Meditate: 7 out of 7 days. It’s helping me to slow down, just a little, to evaluate situations with a little calm and give me some choice in how I react to them. [ https://www.tenpercent.com/ ]

Training Log

01.06.20 training log

Training goal for January: ski ski ski. Spend as much time skiing as possible. Also, ski. And start back to running after a couple weeks off as rest from completing my first 50 mile trail race on December 7. Trying to run twice a week, slowly reintroducing some tempo/speed work.

M: Recharge Strength Class (www.rechargesport.com)

T: rest

W: Climb @ Bend Rock Gym

Th: “rest” (15 hour day at work)

F: “rest” (11 hour work day on my day off)

Sa: 6 mile tempo road run (59:11) w/ 4 miles at tempo 8:53, 8:39, 8:48, 8:40 (race pace goal is 8:45)

Su: 4 mile easy trail-ish run (49:24 on snowy roads) + climb @ Bend Rock Gym

Note the complete and utter lack of skiing this week. Shrug. Some weeks call for a little flexibility. I did get 6 out of 7 days meditation in (www.tenpercent.com), so yay!

Blog

why i run

In one of my earliest memories, I am riding my banana seat bike while my parents go for a run. They’re still married and I’m too young to be left home alone, so I’m maybe 6 or 7 years old. My dad is running happy and chatty, circling back with his long legs to check on mom and I. My mom is shuffling and glowering a little and definitely not providing much in the way of commentary. It’s the 1970s so they’re both wearing unnecessarily short shorts that have somehow circled back around towards cool all these years later.

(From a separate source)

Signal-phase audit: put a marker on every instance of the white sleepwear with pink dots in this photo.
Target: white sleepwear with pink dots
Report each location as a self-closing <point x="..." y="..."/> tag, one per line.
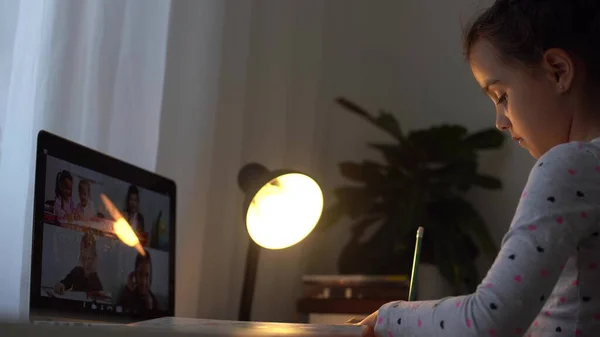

A few years later, I’m maybe 10 years old, and now my mom is dragging me out for runs with her. My parents are divorced, but both are still running. I see this is something my mom doesn’t really like and doesn’t think she’s very good at, but it makes her feel strong and fit and so she puts in the miles. The impression this leaves on me is wicked strong: running is what you do. It’s simply what you are, whether you like it or not. It’s something you do for yourself.


And so I run too. Through my teens, through college. Never on a team, sometimes with one of my parents or a friend, but usually on my own. It becomes everything to me, the single most important defining characteristic of who I am. It gives me everything – the love of my life and I became running partners at work, then friends, then life partners. It gives me everything – my health, my sanity, my spiritual time. I love it all, even the tough days. A bad day running is always better than a day without running. Give me the trails, the roads, the track, hell even the treadmill. I’ve done 5 miles back and forth in a hotel hallway because it was the only option. I’ve done a 10 mile tempo run over the only .3 mile of road that was paved and clear of ice and snow in our neighborhood. Apparently I’m pretty good at sharp turns in awkward spaces while running. If someone is aware of an event that optimizes this skill, please let me know.


I wanted to create this blog as a love letter to my first love, and as a way to share my musings on running and training from an average runner – not too fast, not to slow, with a day job and all kinds of conflicting priorities. And a pretty wicked reading habit for training books and running memoirs. This is a place for runners of all paces and distances and terrains. It’s even a place for folks who haven’t yet realized that they are a runner. To paraphrase Nike cofounder Bill Bowerman: “If you have a body, you are a runner”. To paraphrase me: “If you are a Hominid, you are a runner”. I chose this domain title with great deliberation: All The Runners. There are so many of us who care deeply for this activity and work super hard and train and compete in complete obscurity. I see you, everyday runners, and you are glorious. You are badasses. You are celebrated here.


Are you ready to talk about all of the things about running? Let’s do this!